The ICT sector panel starts with the rather depressing observation that its sector, too, is largely invisible on the world stage and has actually seen a decline in companies and employees since 2002. It identifies priorities – stronger links between suppliers, and users of ICT products and services, public sector procurement opportunities, and increased R&D, but the delivery mechanisms it suggests – active marketing and communication of Wales’s ICT message, for example, or closer engagement with companies in the sector can be little more than holding comments.
There are some sensible recommendations, too, from the creative industries panel which wants the sector among other things to focus resources on those creative businesses which sell or license products and services to markets outside Wales, and to ensure that training and education relevant to the sector are aligned to the needs of business and the digital economy. It also has some clear ideas as to how the priorities could be delivered, for example through continued Welsh presence at trade fairs, access to finance – particularly for export-oriented businesses and a strong Wales Location Service. The advanced materials and manufacturing panel is clearly not up to speed, however, filling its advice with oodles of management speak and not much else.
It is of course easy to criticise but the evidence available to the public of the work done so far by several of the panels suggest the intellectual input – whether by the panels or the teams they are meant to advise – has not been as rich a harvest for a year’s work as might have been expected in terms of original ideas or clear mapping of the way ahead, to put it mildly. This, of course, is bound to raise questions over whether the panels and the teams they advise are going to be a match for the sort of competition they will face around the world for just the sort of sector investment they are seeking to encourage in Wales.
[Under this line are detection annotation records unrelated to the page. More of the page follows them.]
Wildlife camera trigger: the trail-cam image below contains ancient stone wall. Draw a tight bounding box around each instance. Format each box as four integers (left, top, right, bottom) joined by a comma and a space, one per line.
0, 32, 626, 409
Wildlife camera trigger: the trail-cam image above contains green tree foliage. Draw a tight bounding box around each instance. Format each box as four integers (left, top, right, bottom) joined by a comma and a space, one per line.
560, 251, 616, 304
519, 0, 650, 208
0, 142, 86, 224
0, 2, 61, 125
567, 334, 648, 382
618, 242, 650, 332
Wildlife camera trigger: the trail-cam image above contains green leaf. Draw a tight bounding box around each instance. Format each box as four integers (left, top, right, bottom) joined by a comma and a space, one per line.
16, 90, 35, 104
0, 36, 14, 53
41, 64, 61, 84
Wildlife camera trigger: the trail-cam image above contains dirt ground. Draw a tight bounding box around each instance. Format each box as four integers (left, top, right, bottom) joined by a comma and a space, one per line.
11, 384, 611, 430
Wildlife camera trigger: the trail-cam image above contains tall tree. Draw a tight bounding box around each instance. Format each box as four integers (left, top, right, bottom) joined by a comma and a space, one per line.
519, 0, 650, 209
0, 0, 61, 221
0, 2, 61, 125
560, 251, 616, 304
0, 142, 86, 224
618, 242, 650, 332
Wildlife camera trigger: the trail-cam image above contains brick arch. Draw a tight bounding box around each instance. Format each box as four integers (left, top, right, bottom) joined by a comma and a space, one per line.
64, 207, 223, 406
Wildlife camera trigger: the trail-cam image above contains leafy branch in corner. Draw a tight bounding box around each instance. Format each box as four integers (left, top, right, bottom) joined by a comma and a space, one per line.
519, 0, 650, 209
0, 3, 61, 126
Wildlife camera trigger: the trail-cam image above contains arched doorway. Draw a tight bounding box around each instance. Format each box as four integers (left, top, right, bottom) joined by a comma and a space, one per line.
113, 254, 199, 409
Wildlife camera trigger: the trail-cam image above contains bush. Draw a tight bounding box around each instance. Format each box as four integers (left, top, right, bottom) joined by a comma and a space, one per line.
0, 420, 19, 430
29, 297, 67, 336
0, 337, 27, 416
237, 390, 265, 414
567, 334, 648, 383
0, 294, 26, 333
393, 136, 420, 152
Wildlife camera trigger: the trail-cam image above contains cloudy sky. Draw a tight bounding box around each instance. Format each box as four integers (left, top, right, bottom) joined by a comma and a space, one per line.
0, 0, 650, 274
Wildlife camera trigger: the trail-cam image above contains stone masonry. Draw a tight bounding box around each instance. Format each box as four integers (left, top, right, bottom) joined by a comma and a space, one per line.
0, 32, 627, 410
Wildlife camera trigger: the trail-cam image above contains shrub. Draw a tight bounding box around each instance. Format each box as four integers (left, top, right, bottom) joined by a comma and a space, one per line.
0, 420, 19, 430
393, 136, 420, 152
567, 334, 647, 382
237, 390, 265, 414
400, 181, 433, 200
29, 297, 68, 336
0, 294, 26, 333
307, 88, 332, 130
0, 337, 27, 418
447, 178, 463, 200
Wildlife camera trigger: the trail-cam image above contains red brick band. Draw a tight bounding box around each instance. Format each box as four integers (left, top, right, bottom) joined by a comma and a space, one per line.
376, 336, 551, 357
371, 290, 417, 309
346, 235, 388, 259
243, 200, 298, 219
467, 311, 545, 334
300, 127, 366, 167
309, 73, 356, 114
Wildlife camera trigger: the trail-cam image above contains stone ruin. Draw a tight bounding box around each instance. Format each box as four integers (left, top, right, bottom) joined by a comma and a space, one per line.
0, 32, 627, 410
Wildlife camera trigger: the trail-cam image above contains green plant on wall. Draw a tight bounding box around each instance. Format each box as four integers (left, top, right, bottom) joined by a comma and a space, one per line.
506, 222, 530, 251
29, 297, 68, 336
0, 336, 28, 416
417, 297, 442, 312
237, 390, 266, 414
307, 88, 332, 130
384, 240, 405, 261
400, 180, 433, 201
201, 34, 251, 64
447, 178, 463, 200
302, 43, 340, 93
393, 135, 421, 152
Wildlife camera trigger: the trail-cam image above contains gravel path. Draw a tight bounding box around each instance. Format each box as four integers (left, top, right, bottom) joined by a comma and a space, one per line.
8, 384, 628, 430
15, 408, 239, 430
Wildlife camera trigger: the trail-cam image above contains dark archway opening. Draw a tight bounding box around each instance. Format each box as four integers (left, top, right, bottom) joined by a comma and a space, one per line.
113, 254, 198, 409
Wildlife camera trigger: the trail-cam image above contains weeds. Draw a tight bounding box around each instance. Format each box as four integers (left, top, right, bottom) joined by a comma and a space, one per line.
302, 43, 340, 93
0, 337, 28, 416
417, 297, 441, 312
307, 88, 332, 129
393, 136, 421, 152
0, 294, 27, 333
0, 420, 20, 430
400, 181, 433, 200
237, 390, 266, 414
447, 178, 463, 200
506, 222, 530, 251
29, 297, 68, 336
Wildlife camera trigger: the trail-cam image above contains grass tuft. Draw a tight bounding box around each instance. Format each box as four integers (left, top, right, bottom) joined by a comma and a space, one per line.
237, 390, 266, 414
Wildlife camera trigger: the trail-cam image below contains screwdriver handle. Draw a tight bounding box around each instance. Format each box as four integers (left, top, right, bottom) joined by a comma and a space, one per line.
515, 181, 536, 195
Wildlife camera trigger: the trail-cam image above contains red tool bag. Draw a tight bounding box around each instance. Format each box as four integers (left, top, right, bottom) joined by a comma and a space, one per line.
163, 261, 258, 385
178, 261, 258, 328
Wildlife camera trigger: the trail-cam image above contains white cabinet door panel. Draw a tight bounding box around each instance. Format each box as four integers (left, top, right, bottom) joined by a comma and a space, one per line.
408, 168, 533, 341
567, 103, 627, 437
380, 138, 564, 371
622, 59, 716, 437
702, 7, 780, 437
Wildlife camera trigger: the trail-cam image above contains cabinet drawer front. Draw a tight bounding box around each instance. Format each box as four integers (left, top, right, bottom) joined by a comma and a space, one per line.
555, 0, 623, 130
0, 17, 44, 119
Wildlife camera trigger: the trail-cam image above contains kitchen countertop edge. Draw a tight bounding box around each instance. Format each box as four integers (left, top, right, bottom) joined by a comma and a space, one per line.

Though a large part of their work will be stimulating existing and potential new Welsh businesses they will also be looking out for inward investment and here they have to remember they are up against the Irish, whose approach includes high octane advertising day in, day out on the US Bloomberg business channel. Ireland, of course, now has just captured Twitter for its ICT portfolio, where it will join Google (2,200 people), Paypal (1,300), E-bay (1,100), Facebook (300), Linked-In (140), not to mention AOL and Yahoo.
What this makes clear is that other regions are not waiting for Wales to get its act together and if we are to have a sector strategy that is effective it needs to be reach top speed quickly and to have strong and rigorous intellectual underpinnings. Vague aspirations will not work.